Emerging Markets
Karma Associate is a global Human Resource Management organization with worldwide operations.
Emerging Markets
In the last twenty years, there has been a sea of change in the nature of the triangular relationship between companies, the state and the society. No longer can firms continue to act as independent entities regardless of the interest of the general public. Companies are expanding their boundaries from the country of their origin to the evolving markets in the developing countries which have been often referred to as emerging markets. The current trend of globalization has brought a realisation among the firms that in order to compete effectively in a competitive environment; they need clearly defined business practices with a sound focus on the public interest in the markets.
The term ‘emerging market’ was originally coined by IFC to describe a fairly narrow list of middle-to-higher income economies among the developing countries, with stock markets in which foreigners could buy securities. The term’s meaning has since been expanded to include more or less all developing countries. World Bank (2002) says that developing countries are those with a Gross National Income (GNI) per capita of $9,265 or less. The World Bank also classifies economies as low-income (GNI $755 or less), middle-income (GNI $756–9,265) and high-income (GNI $9,266 or more). Low-income and middle-income economies are sometimes referred to as developing countries.

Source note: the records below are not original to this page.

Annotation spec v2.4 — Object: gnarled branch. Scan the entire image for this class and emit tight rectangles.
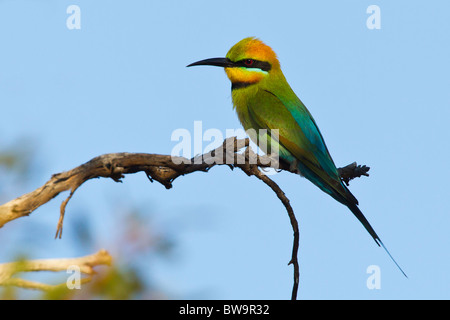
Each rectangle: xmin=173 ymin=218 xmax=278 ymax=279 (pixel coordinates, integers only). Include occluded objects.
xmin=0 ymin=137 xmax=369 ymax=299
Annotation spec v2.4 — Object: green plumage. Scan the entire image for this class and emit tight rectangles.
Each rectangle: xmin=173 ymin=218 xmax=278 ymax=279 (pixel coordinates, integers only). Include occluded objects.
xmin=231 ymin=72 xmax=376 ymax=236
xmin=187 ymin=37 xmax=406 ymax=276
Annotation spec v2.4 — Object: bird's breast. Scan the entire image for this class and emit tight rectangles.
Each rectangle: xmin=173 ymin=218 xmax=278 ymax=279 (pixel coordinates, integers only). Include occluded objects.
xmin=231 ymin=87 xmax=258 ymax=132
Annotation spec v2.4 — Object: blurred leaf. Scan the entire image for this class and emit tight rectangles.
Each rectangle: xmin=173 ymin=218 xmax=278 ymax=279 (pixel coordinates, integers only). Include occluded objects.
xmin=0 ymin=286 xmax=18 ymax=300
xmin=0 ymin=138 xmax=34 ymax=175
xmin=66 ymin=265 xmax=144 ymax=300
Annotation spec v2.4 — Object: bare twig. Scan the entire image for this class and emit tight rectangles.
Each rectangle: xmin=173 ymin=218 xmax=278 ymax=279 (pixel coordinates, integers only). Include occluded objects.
xmin=0 ymin=137 xmax=369 ymax=299
xmin=338 ymin=162 xmax=370 ymax=186
xmin=0 ymin=249 xmax=112 ymax=290
xmin=235 ymin=147 xmax=300 ymax=300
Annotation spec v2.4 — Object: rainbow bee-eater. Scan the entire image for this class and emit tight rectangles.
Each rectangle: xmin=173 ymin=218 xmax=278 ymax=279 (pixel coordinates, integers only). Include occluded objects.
xmin=188 ymin=37 xmax=405 ymax=276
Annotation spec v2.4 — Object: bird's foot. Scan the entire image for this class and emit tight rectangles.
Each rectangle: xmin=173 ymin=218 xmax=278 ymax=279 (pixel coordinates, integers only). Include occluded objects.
xmin=289 ymin=159 xmax=301 ymax=175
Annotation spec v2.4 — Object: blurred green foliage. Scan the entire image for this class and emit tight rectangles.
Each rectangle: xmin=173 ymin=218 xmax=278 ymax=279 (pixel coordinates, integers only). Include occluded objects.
xmin=0 ymin=140 xmax=175 ymax=300
xmin=0 ymin=138 xmax=33 ymax=176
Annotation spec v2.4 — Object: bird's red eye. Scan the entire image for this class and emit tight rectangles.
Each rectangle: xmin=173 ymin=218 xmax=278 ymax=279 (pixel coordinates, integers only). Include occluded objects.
xmin=244 ymin=59 xmax=254 ymax=67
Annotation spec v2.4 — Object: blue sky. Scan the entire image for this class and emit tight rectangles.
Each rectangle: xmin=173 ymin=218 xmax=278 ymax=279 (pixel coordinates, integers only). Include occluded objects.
xmin=1 ymin=0 xmax=450 ymax=299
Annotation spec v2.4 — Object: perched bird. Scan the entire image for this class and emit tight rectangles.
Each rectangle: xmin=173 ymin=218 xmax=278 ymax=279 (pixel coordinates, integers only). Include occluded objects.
xmin=188 ymin=37 xmax=406 ymax=276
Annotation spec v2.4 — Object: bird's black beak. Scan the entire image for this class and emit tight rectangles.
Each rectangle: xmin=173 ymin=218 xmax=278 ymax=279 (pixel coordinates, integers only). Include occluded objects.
xmin=187 ymin=57 xmax=234 ymax=68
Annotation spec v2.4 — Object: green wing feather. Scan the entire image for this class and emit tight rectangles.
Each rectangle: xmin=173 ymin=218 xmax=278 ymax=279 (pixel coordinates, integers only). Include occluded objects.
xmin=246 ymin=88 xmax=353 ymax=204
xmin=232 ymin=79 xmax=406 ymax=276
xmin=245 ymin=88 xmax=389 ymax=247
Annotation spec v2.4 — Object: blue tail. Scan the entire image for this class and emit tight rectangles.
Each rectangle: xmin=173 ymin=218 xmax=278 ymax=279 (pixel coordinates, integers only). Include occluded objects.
xmin=296 ymin=159 xmax=407 ymax=277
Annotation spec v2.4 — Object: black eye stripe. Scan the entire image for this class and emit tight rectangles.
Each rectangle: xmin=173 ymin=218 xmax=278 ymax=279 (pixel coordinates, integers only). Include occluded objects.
xmin=234 ymin=59 xmax=272 ymax=72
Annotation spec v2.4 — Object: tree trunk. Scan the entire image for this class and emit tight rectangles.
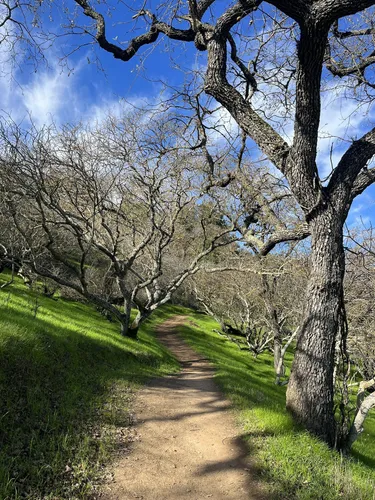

Successful global expansion depends on having leaders who can transcend the cultural barriers. For success in global business the emerging market must take care of external dimension involving the external stakeholders like
Local communities
Business Partners
Human rights
And internal dimension like
Human resource Mgt
Work safety and health measures
Adaptation to change
Mgt of environmental impacts
The last decade has seen a mad rush amongst multinational companies to gain first mover advantages in emerging markets by establishing operations and subsidiaries. However most of the firms have found out to their cost that local competition was not as easy to overcome as they had thought with matters being made worse by cutthroat competition amongst the multinationals themselves. “Local operations now realize that the three to five percent of consumers in emerging markets who have global preferences and purchasing power no longer suffice as the only target market. Instead, they must delve deeper into the local consumer base in order to deliver on the promise of tapping into billion-consumer markets”
Customer Segmentation and Consumer behaviour
There is an urgent need for modifying currently existing customer segmentation techniques. While segmentation based on finer product features may have been successful in the industrially advanced nations, such fine distinctions may not strike a cord with consumers in the emerging markets. This is amply demonstrated in the case of consumer products like toilet soaps where market segmentation techniques in the developed nations are based on value provided by products, like fragrance, anti-aging etc. However the mass market in emerging economies with lesser sophisticated consumers may not be compliant to such fine segmentation. Segmentation techniques will need more careful analysis of consumer behaviour with significant input from demographic data. For example, Dawar and Chattopadhyay (2000) point out that “Here, consumers dislike products that evolve too rapidly, making their recent purchases obsolete. Instead, the need is for basic, functional, long lasting products. The Volkswagen Beetle remained the largest selling car in Brazil long after it had been phased out of the affluent markets and despite competitive assaults by other manufacturers with newer models. The largest selling car in China is still the Volkswagen Santana, a model that was phased out of developed markets 15 years ago.” Thus clearly, in depth analysis of consumer behaviour is necessary in emerging markets although the level of customer sophistication may be less. Here CSR has an important role to play especially in building up trust in the minds of the consumers. In an emerging market where consumers are looking for functional products which last longer and accelerated obsolescence is not a problem like in developed markets, the consumer perception about the company brand assumes significance. A company which builds the image of producing quality products that last longer though they may not be on the cutting edge of technology will actually be able to gain strategic advantage in emerging economies.
The Indian Context
Emerging markets like India have drawn the attention of large MNCs for the potential of market growth. These markets are untapped and give entirely new domain for operations. However many MNCs also take the markets for granted and exploit the laxity in the norms of operations to their advantage. The lack of concern for the local community, the consumers and the environment by these corporations has created large scale public debate and action. It is important in this context to understand that the sustainable business growth is associated with care for the community and markets the corporations operate in. The negative publicity caused by the actions of MNCs has led to suspicion about their operations in the general public in these markets. The case of Coca Cola also proves without doubt that irresponsible corporate behaviour can have repercussion throughout their global markets.